Pulse observability

p50/p95/p99 + per-route metrics.

7 mineasy

You can't fix what you can't see. Pulse is Grit's observability dashboard — p50/p95/p99 latency, RPS per route, per-handler timings, slow-query log. No Datadog bill, no separate infra. Mounted at /pulse/ui in every Grit API.

What you see

Live request rate (last 1 min / hour / day)
Latency percentiles per route — p50, p95, p99
Error rates per route (4xx / 5xx breakdown)
Slow query log (queries >100ms)
System metrics — Go runtime, goroutine count, GC stats

Why percentiles, not averages

An average hides outliers. If your endpoint serves 99 fast requests (10ms each) and 1 slow one (2,000ms), the average is 30ms — looks fine. But for that 1% of users, the experience is unusable. p99 catches it.

Average     30ms     ← looks fine
p50         10ms     ← typical
p95         12ms     ← still fine
p99         2,000ms  ← someone is having a bad time

The four numbers to watch

p50 — typical experience. Should be <100ms for most CRUD endpoints.
p95 — almost everyone. <500ms is a healthy ceiling.
p99 — the worst 1%. <2s; over that, something is wrong.
Error rate — should be 0% for healthy endpoints. A spike means a regression.

The slow query log

Queries that take >100ms get logged. Grit's Pulse dashboard groups them by SQL signature so you see which query is slow, not just that something is.

Slow queries (last hour):
1. SELECT * FROM orders WHERE customer_id = ?    avg 350ms, 12 calls   ← add an index
2. SELECT * FROM users JOIN ...                  avg 800ms, 1 call     ← spike, investigate
3. SELECT count(*) FROM activities               avg 1200ms, 4 calls   ← needs covering index

The most common fix is an index. Add gorm:"index" to the field, run grit migrate, problem solved.

SQLite vs Postgres storage: Pulse can store its metrics in SQLite (zero infra) or Postgres (shared across replicas). Default is SQLite. Set PULSE_STORAGE=postgres when you scale out.

What Pulse doesn't do

Pulse is in-process — same binary as your API. That has trade-offs:

No cross-service tracing. If you have multiple Grit APIs talking to each other, you can't follow a request across them.

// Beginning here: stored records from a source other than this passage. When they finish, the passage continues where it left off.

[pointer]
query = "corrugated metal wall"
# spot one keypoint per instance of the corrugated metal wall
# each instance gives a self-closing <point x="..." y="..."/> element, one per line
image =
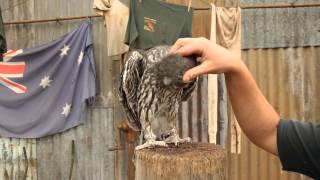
<point x="286" y="75"/>
<point x="51" y="157"/>
<point x="288" y="79"/>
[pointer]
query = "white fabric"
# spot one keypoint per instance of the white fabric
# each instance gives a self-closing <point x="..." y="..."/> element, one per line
<point x="213" y="88"/>
<point x="116" y="15"/>
<point x="229" y="35"/>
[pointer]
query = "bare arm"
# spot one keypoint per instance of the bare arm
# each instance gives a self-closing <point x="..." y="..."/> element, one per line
<point x="255" y="115"/>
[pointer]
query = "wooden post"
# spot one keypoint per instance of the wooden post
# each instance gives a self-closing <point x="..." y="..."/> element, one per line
<point x="189" y="161"/>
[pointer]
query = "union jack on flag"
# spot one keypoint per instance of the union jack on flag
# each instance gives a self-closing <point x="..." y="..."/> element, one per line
<point x="44" y="90"/>
<point x="12" y="70"/>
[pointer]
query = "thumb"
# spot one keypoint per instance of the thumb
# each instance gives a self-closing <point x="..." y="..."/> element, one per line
<point x="196" y="71"/>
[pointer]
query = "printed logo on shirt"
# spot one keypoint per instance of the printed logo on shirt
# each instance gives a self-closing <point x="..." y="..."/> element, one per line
<point x="149" y="24"/>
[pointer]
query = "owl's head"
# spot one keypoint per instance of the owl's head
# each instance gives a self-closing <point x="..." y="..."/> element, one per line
<point x="170" y="70"/>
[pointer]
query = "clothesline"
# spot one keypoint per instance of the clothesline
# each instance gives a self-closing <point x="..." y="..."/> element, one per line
<point x="50" y="20"/>
<point x="292" y="5"/>
<point x="266" y="6"/>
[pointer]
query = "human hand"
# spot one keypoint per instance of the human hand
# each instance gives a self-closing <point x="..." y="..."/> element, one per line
<point x="214" y="58"/>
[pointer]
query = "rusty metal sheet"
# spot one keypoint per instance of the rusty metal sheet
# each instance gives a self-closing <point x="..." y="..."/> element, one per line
<point x="288" y="79"/>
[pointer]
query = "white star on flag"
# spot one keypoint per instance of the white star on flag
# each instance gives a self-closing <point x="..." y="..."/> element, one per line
<point x="66" y="110"/>
<point x="64" y="50"/>
<point x="80" y="58"/>
<point x="45" y="82"/>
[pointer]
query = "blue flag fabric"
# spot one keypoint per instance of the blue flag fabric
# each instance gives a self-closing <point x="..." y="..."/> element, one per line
<point x="43" y="90"/>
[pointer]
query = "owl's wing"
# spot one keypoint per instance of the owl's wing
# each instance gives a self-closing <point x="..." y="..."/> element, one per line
<point x="187" y="91"/>
<point x="129" y="82"/>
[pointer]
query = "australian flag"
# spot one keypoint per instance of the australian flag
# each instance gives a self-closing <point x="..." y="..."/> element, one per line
<point x="43" y="90"/>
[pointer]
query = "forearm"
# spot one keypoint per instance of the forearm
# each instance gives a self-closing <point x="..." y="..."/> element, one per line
<point x="255" y="115"/>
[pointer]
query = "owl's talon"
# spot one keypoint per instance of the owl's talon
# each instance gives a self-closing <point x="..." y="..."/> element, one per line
<point x="151" y="144"/>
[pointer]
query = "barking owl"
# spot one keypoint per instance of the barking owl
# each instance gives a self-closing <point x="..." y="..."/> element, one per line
<point x="151" y="90"/>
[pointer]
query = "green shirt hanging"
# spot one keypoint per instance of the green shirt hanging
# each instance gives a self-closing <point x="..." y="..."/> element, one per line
<point x="3" y="44"/>
<point x="154" y="22"/>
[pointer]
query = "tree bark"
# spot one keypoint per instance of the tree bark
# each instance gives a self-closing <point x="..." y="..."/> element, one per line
<point x="191" y="161"/>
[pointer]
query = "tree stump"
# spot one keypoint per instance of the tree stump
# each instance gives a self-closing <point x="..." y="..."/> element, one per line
<point x="189" y="161"/>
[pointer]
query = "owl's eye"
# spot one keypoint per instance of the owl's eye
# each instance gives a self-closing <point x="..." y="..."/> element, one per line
<point x="167" y="81"/>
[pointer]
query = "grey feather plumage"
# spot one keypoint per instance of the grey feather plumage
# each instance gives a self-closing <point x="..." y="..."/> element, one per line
<point x="151" y="89"/>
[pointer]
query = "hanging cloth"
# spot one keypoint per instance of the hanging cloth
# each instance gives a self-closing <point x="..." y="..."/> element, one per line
<point x="44" y="90"/>
<point x="3" y="43"/>
<point x="152" y="23"/>
<point x="116" y="15"/>
<point x="229" y="36"/>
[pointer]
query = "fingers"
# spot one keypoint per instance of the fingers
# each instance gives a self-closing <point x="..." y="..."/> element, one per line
<point x="201" y="69"/>
<point x="179" y="43"/>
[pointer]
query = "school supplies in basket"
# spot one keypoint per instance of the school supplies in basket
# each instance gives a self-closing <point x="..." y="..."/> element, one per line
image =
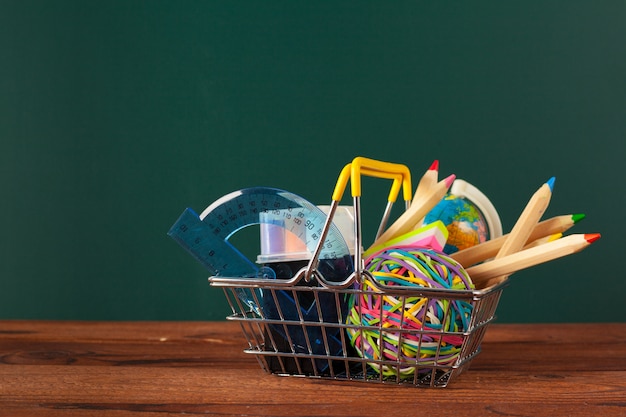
<point x="402" y="312"/>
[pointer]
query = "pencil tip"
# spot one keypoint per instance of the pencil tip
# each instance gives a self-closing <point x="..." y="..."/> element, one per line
<point x="449" y="180"/>
<point x="592" y="237"/>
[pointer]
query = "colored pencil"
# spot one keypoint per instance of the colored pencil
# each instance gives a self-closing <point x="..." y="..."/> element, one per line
<point x="486" y="250"/>
<point x="526" y="258"/>
<point x="428" y="180"/>
<point x="541" y="241"/>
<point x="527" y="220"/>
<point x="419" y="208"/>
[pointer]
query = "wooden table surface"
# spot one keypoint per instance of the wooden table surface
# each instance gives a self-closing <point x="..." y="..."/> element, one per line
<point x="52" y="368"/>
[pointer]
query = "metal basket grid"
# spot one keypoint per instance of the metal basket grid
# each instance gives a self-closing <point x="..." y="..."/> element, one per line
<point x="302" y="330"/>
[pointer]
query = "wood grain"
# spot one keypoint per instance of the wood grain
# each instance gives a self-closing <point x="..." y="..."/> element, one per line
<point x="170" y="368"/>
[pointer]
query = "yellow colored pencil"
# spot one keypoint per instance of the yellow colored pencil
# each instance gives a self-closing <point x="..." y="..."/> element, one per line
<point x="419" y="208"/>
<point x="486" y="250"/>
<point x="526" y="258"/>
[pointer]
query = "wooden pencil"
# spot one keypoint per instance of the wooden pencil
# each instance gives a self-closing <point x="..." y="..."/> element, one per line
<point x="527" y="220"/>
<point x="427" y="182"/>
<point x="419" y="208"/>
<point x="526" y="258"/>
<point x="486" y="250"/>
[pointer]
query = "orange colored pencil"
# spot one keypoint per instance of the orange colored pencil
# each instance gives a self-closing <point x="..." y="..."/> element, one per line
<point x="486" y="250"/>
<point x="526" y="258"/>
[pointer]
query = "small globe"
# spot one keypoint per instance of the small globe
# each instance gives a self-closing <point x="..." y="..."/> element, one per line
<point x="465" y="222"/>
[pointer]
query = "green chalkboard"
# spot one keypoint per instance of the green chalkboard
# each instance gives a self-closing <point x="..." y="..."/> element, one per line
<point x="115" y="116"/>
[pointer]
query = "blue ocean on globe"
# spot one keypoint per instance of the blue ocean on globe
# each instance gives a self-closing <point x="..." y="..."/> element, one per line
<point x="465" y="223"/>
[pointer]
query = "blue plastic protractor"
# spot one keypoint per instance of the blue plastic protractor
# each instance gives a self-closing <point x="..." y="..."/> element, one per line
<point x="206" y="236"/>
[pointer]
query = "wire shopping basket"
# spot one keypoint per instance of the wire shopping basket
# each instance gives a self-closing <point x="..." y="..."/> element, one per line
<point x="358" y="328"/>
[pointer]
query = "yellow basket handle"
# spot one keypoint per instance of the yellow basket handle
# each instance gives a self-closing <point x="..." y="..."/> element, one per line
<point x="373" y="168"/>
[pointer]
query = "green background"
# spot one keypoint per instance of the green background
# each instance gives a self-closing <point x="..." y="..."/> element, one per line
<point x="116" y="115"/>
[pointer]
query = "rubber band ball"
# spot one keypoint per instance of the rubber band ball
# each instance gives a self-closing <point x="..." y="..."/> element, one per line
<point x="405" y="334"/>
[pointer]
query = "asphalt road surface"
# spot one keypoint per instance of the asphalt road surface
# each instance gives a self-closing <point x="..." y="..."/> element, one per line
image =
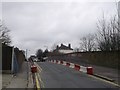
<point x="60" y="76"/>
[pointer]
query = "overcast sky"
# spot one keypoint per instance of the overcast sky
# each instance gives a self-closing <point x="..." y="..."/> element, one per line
<point x="37" y="25"/>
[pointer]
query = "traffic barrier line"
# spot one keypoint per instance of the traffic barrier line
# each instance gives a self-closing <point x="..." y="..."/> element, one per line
<point x="88" y="70"/>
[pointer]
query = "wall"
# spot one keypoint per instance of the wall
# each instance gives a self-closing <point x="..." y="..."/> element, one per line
<point x="0" y="55"/>
<point x="6" y="58"/>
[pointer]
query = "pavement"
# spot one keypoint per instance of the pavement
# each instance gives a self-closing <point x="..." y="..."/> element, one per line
<point x="102" y="71"/>
<point x="21" y="80"/>
<point x="60" y="76"/>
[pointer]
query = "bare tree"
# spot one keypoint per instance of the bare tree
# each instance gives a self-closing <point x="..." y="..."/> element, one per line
<point x="108" y="34"/>
<point x="54" y="46"/>
<point x="39" y="53"/>
<point x="4" y="34"/>
<point x="87" y="43"/>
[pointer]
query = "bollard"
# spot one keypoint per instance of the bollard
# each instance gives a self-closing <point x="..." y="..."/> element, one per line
<point x="77" y="67"/>
<point x="33" y="69"/>
<point x="68" y="64"/>
<point x="90" y="70"/>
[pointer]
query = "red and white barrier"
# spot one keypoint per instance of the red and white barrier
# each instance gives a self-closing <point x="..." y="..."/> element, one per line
<point x="88" y="70"/>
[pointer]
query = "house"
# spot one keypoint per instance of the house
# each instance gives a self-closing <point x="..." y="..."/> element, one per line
<point x="64" y="49"/>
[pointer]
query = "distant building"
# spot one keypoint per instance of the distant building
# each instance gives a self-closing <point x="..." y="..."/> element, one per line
<point x="64" y="49"/>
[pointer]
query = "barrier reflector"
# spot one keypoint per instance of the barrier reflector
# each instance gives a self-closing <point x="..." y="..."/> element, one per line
<point x="67" y="64"/>
<point x="77" y="67"/>
<point x="61" y="62"/>
<point x="33" y="69"/>
<point x="90" y="70"/>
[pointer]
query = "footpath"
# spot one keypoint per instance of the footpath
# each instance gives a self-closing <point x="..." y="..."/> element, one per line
<point x="21" y="80"/>
<point x="107" y="73"/>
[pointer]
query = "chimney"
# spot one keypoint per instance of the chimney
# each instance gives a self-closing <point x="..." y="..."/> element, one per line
<point x="69" y="45"/>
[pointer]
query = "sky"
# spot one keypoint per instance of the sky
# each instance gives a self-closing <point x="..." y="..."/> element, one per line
<point x="36" y="25"/>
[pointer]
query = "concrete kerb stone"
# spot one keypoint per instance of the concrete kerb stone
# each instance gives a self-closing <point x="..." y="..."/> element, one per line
<point x="103" y="77"/>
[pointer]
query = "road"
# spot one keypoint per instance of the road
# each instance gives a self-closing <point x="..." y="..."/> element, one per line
<point x="59" y="76"/>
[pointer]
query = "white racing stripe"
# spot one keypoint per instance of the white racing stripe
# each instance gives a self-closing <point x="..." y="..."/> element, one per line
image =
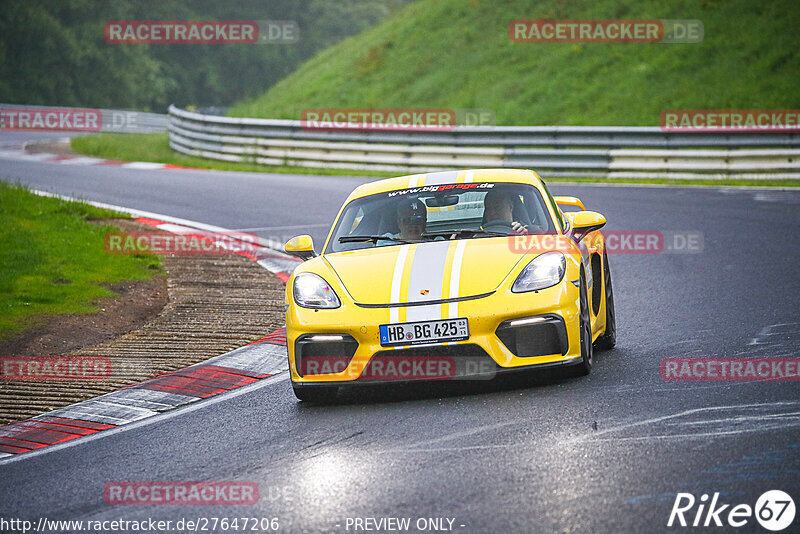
<point x="427" y="275"/>
<point x="455" y="276"/>
<point x="397" y="280"/>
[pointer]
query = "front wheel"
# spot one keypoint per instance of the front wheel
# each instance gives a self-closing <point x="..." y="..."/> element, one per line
<point x="316" y="394"/>
<point x="584" y="367"/>
<point x="609" y="337"/>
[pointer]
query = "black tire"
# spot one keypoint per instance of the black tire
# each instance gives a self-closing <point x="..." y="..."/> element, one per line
<point x="587" y="353"/>
<point x="316" y="394"/>
<point x="609" y="338"/>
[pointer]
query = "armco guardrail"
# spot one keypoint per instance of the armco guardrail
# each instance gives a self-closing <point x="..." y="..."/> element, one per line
<point x="614" y="152"/>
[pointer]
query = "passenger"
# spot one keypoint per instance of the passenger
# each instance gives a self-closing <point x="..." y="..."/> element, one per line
<point x="412" y="219"/>
<point x="498" y="213"/>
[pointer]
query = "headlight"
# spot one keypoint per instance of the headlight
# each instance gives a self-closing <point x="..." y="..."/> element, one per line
<point x="543" y="271"/>
<point x="311" y="291"/>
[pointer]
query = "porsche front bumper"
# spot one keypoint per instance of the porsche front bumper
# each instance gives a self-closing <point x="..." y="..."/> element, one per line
<point x="507" y="331"/>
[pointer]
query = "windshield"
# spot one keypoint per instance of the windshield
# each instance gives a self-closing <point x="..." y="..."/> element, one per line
<point x="455" y="211"/>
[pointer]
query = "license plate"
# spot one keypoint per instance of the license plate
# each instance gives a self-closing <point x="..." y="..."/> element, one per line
<point x="424" y="332"/>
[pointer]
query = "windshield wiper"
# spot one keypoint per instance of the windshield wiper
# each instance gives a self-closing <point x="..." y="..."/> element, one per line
<point x="465" y="232"/>
<point x="373" y="238"/>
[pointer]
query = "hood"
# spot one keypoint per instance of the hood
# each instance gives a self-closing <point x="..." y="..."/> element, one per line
<point x="424" y="272"/>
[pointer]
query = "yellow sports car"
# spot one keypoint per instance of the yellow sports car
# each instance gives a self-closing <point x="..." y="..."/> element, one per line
<point x="448" y="276"/>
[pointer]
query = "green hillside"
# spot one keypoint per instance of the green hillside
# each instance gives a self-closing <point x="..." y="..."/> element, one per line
<point x="457" y="54"/>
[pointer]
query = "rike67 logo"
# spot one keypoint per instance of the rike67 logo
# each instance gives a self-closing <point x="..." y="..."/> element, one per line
<point x="774" y="510"/>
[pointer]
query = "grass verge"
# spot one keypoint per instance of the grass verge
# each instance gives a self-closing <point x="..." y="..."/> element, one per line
<point x="53" y="261"/>
<point x="155" y="148"/>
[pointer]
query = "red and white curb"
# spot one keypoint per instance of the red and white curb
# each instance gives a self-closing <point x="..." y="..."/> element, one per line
<point x="18" y="151"/>
<point x="245" y="365"/>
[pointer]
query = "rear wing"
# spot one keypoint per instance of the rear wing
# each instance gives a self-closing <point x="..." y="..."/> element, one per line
<point x="569" y="201"/>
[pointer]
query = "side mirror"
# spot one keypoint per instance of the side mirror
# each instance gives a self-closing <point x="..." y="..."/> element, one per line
<point x="569" y="201"/>
<point x="301" y="246"/>
<point x="584" y="222"/>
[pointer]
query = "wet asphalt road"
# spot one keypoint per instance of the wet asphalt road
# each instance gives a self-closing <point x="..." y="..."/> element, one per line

Use OpenTelemetry for that.
Metrics are per-replica. If you run 3 API containers, each has its own Pulse view. The Postgres backend can merge if you point all 3 at the same DB.
Last 24 hours by default. Older data ages out. For long-term retention, export to Prometheus / Datadog.

For most products, single-binary Pulse is enough. You can always graduate.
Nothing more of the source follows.